How this skill works

The skill inspects datasets to detect common problems: missing or malformed values, inconsistent types, duplicate records, outliers, and encoding or string issues. It provides methods for recovery such as imputation, deletion, chunked processing for large files, type conversion strategies, and validation against expected schemas. It also suggests error handling steps for memory limits and encoding mismatches.

When to use it

  • Before exploratory data analysis or modeling to ensure input quality
  • When you receive messy or unknown-format datasets from external sources
  • During ETL pipelines to enforce consistent downstream data
  • When encountering frequent type conversion, encoding, or memory errors
  • Prior to reporting or BI dashboards to avoid misleading summaries

Best practices

  • Profile data first to quantify missingness, distributions, and duplicates
  • Prefer reproducible, programmatic cleaning steps over manual edits
  • Use sampling or chunking for very large datasets to avoid memory errors
  • Validate cleaned data against a schema and log assumptions and imputation
  • Treat string normalization and encoding early to prevent downstream bugs

Example use cases

  • Imputing missing demographic fields before building a customer churn model
  • Removing duplicate rows and normalizing categorical labels for reporting
  • Detecting and capping outliers in transaction amounts to stabilize modeling
  • Converting and validating date and numeric formats from CSV imports
  • Chunked processing of multi-gigabyte logs to handle memory constraints

FAQ

How do I choose between imputation and deletion for missing values?

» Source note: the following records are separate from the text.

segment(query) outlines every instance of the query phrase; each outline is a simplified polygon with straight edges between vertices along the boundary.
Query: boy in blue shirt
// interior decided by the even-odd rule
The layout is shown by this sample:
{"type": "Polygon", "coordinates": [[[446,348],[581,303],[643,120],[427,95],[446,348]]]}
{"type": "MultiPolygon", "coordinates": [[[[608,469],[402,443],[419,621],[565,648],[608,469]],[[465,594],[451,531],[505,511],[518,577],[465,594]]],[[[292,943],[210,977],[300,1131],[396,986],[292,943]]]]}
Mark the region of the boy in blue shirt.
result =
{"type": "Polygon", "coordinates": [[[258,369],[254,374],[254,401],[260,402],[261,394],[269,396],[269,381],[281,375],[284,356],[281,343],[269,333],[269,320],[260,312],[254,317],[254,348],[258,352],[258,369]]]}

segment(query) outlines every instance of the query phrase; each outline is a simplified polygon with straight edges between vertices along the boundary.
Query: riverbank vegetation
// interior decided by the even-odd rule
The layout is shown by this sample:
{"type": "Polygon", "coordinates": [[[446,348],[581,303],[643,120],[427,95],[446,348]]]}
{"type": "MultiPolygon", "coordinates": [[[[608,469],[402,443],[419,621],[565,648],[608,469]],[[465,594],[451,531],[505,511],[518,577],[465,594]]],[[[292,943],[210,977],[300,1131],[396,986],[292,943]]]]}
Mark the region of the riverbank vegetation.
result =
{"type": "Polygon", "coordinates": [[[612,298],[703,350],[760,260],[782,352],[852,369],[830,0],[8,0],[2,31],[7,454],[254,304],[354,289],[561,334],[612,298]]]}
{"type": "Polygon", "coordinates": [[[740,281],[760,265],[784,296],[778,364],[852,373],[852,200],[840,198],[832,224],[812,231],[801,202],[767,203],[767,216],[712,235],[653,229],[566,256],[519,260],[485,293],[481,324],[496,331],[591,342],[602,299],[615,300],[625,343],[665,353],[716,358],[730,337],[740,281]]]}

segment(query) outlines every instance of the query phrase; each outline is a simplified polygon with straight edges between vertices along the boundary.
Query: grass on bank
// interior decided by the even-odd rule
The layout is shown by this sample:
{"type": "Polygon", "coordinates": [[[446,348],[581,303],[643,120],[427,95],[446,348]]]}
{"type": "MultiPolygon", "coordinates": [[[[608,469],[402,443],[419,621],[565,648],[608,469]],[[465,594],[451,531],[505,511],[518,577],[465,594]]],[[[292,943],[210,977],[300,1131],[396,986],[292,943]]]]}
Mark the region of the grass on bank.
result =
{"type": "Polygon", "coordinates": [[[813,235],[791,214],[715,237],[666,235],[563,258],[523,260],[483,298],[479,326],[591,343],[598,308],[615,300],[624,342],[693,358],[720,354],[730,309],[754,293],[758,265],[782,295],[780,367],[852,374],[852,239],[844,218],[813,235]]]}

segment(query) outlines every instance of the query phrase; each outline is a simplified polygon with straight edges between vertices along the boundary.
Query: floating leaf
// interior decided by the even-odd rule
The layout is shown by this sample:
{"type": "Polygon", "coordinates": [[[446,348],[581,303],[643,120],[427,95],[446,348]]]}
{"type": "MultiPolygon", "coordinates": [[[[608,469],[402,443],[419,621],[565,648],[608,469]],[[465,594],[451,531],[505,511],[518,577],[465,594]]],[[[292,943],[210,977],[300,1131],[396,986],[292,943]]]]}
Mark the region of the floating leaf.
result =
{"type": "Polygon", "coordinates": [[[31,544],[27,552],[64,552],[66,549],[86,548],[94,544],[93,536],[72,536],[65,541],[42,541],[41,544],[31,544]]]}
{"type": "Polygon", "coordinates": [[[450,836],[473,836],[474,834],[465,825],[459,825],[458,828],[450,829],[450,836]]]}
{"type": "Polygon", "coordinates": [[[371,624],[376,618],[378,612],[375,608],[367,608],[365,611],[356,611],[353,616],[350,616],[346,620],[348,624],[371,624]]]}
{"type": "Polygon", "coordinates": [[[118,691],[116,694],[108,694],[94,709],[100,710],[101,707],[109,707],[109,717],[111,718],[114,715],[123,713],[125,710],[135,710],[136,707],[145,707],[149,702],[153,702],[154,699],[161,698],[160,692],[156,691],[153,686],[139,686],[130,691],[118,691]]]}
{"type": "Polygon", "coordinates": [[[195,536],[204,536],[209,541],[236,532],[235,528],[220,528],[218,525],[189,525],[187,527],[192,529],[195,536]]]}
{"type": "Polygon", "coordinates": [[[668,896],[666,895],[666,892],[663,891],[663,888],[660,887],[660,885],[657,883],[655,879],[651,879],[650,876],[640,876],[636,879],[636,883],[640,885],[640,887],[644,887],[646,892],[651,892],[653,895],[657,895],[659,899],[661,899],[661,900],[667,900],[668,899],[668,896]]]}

Decide based on missingness mechanism and impact: delete when missingness is small and random; impute when preserving sample size matters or missingness is systematic. Document the choice and test downstream effects.

What if type conversion fails at scale?

First profile offending rows to identify patterns, then apply targeted preprocessing (e.g., strip non-numeric characters, fix encodings). For large files, run conversions on sampled chunks before full-scale processing.